In some embodiments, the aggregated result may include a result of one or more of the following operations on the intra-group elements: summing, averaging, counting, maximizing, averaging (i.e., median), minimizing, etc. That is, the aggregation may refer to one or more of summing, averaging, counting, maximizing, averaging, minimizing, and the like.

For intra-group counting, the number of elements of each group of the data column to be aggregated (i.e., the column to be aggregated) may be obtained from the multi-key grouping flag column. Referring to fig. 8A or fig. 8B, the number of elements of each group of the columns to be aggregated may be determined according to the grouping condition (group number corresponding to each object) corresponding to the multi-key grouping flag column, where the number of each group number is the number of elements of the corresponding group.
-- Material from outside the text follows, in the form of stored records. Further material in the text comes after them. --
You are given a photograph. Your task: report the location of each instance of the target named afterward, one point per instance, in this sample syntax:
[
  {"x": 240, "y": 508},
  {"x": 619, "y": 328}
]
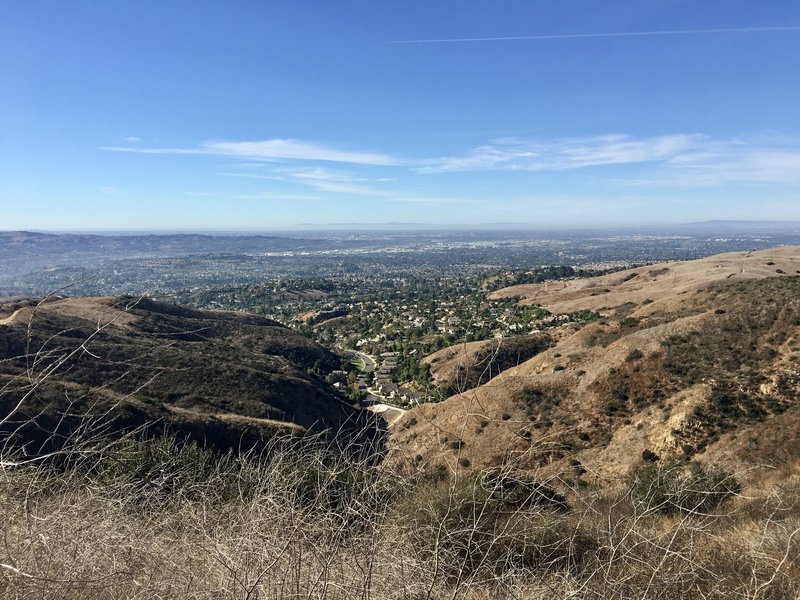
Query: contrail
[{"x": 569, "y": 36}]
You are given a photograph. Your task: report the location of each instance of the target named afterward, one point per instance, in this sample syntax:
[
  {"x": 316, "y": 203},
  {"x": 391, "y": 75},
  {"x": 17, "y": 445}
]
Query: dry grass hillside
[
  {"x": 655, "y": 282},
  {"x": 695, "y": 359}
]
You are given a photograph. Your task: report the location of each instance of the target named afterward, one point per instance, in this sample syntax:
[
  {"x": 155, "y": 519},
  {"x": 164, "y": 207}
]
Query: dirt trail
[{"x": 10, "y": 319}]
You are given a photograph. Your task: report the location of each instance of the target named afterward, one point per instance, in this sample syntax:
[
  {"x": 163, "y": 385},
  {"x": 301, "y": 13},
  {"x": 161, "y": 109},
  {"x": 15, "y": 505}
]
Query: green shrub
[
  {"x": 488, "y": 525},
  {"x": 679, "y": 487}
]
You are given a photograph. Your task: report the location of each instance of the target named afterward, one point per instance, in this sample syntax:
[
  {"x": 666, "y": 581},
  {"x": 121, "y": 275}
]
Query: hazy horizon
[{"x": 267, "y": 116}]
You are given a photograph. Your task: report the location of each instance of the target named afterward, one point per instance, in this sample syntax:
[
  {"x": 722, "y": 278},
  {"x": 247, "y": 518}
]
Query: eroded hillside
[
  {"x": 227, "y": 379},
  {"x": 688, "y": 357}
]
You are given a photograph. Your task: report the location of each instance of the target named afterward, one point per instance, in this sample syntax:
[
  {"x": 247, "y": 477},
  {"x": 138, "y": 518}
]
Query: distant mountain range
[{"x": 695, "y": 359}]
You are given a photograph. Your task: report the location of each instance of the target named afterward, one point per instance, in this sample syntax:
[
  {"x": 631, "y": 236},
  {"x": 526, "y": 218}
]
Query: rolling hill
[
  {"x": 88, "y": 365},
  {"x": 696, "y": 358}
]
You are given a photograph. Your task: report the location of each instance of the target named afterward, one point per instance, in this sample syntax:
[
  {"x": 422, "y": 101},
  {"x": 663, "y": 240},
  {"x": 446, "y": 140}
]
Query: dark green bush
[{"x": 679, "y": 487}]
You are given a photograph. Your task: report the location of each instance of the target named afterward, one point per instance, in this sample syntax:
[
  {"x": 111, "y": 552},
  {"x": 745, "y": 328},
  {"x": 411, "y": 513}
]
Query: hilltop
[
  {"x": 691, "y": 358},
  {"x": 222, "y": 378}
]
When the data column to be aggregated is stored in the party a and the party B in a fragmentation form, the parties can perform operations such as summation and averaging on the fragments of the same group of elements in the data column to be aggregated according to the grouping situation, so as to obtain the fragments of the aggregation result corresponding to each group. For example, for summation, a summation operation may be performed on the slices of the elements in the same group in the column to be aggregated according to grouping conditions, so as to obtain the slices of the sum value corresponding to each group. For the operations depending on the sorting, such as finding the maximum value, finding the median, finding the minimum value, and the like, since the sorting is preferentially performed based on the data columns to be aggregated, the pieces of the elements of the data columns to be aggregated in each group are also ordered, and the piece of the maximum value, the median piece, or the minimum value piece can be directly found in the group based on the pieces.

When the data to be aggregated is the private data of the party A or the party B, the party A or the party B can perform any aggregation operation according to the grouping condition to obtain the aggregation result of each group.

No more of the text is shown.